With more than two dozen five-axis machining centres on the line, Travis Moore, Vice President, Jemco and his team began looking for an alternative to the traditional ‘push the green button and pray’ programme prove outs.
“A number of companies tried very hard to sell us on their simulation software, telling us how their solution would address all of our needs, but after a lot of research and talking to a number of people, we found that Vericut was the only software with true G-code simulation,” Moore said.
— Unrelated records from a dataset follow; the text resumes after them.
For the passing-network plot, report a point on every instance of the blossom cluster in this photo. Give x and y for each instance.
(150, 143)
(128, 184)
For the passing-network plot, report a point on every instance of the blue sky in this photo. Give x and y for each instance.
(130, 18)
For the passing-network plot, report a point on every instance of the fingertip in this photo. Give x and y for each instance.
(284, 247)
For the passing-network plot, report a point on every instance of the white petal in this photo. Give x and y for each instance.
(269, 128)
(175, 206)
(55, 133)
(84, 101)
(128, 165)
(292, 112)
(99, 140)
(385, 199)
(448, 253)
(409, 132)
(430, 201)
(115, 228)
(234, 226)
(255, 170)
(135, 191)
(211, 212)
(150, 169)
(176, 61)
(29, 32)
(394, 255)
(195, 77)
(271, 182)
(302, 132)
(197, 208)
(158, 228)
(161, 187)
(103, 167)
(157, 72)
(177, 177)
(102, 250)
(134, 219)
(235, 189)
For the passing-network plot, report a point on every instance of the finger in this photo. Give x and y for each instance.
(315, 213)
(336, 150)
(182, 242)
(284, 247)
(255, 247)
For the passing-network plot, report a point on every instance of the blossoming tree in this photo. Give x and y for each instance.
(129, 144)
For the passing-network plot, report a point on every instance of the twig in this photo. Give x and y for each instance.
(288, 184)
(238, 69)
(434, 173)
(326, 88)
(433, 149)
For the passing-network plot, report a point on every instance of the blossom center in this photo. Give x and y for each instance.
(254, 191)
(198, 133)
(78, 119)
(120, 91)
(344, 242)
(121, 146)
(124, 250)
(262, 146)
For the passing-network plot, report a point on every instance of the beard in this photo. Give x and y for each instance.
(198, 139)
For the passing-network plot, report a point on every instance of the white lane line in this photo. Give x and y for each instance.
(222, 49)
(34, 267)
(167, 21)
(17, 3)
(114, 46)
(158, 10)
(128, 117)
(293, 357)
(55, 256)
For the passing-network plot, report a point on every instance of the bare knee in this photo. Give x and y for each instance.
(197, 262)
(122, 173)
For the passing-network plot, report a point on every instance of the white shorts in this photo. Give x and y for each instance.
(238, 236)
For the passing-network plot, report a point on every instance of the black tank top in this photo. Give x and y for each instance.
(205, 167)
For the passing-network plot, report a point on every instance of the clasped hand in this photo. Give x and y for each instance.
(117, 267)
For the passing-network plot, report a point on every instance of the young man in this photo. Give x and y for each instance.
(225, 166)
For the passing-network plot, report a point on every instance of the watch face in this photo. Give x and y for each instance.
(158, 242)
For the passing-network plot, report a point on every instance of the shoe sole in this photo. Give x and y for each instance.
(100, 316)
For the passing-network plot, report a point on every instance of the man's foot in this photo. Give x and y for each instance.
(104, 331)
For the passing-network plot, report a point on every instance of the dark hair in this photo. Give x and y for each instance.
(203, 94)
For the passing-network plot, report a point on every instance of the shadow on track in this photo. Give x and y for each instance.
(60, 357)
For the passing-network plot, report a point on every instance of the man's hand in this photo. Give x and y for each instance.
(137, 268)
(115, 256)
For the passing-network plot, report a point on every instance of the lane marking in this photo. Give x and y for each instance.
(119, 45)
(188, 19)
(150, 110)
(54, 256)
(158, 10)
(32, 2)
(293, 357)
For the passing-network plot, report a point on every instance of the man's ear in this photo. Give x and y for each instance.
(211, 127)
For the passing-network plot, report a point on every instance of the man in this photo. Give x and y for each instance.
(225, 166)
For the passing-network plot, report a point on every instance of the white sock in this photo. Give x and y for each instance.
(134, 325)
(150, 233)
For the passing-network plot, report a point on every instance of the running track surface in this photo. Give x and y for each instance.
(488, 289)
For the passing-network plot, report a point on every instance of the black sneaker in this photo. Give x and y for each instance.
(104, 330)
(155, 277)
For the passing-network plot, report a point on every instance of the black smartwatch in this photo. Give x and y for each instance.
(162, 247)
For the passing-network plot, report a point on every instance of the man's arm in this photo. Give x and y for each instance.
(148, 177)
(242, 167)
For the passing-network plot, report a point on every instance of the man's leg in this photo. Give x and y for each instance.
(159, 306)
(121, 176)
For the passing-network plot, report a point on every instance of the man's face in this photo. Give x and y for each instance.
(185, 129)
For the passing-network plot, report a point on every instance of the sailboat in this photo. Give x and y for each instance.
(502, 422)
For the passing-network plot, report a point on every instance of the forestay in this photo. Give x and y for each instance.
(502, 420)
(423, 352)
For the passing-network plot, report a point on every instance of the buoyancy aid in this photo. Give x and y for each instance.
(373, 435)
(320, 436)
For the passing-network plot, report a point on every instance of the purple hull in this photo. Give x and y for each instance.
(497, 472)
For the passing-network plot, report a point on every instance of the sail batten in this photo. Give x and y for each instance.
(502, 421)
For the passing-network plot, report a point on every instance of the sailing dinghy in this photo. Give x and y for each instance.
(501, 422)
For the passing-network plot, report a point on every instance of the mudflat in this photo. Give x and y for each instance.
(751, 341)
Since 1988, Vericut from CGTech, Irvine, CA, has been the leader in CNC toolpath and machine simulation. Because it reads the actual code used by the machine controller, it picks up where CAM systems leave off. Every workpiece, fixture, toolholder and machine component can be accurately modelled, leaving nothing to chance. Gouging and uncut areas are clearly identified. Setup times are reduced, and because complete visibility to the machining process is achieved, opportunities for process improvement are greatly enhanced. Best of all, collisions are virtual rather than spark-filled and noisy.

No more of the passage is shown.